Julian Knight said plans to decriminalise non-payment of the licence fee and considerations to get rid of the compulsory payment altogether had been abandoned. The Tory MP pointed the blame for the lack of vision for change at the door of No10, saying ministers appeared to have changed their minds on reform.

He told “They’ve bottled it politically.

“We know since Cain and Cummings left Downing Street that effectively the mood music has more than changed. They’ve kicked decriminalisation into the long grass.

“It’s the worst of all worlds, because you make a decision ‘yes’ or ‘no’.

“I, personally, was convinced decriminalisation was the right way to go, partly because it largely impacts young women.

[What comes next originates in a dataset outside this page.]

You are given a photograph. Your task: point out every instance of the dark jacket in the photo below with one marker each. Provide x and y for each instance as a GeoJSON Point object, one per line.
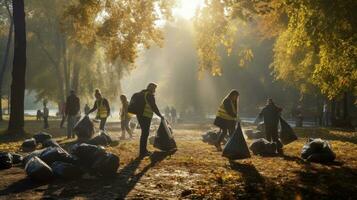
{"type": "Point", "coordinates": [271, 115]}
{"type": "Point", "coordinates": [105, 102]}
{"type": "Point", "coordinates": [151, 100]}
{"type": "Point", "coordinates": [72, 105]}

READ MORE: BBC funding crisis: 200,000 households cancel TV licence fee in a year

“The large number who are criminalised are young women.”

Boris Johnson’s chief of staff, Dominic Cummings, was seen to be leading the reform agenda in Downing Street, but both he and Director of Communications, Lee Cain, left their positions last autumn.

The Government last year announced it was launching a review on whether to decriminalise the non-payment of the licence fee but shelved the plans in January.

Culture Secretary Oliver Dowden said the current system was “disproportionate and unfair” but no better alternative had been found.

He said the Government would keep the issue under “active consideration”.

Mr Knight told this website: “The Government, I don’t believe, is serious about reform anymore in any way.”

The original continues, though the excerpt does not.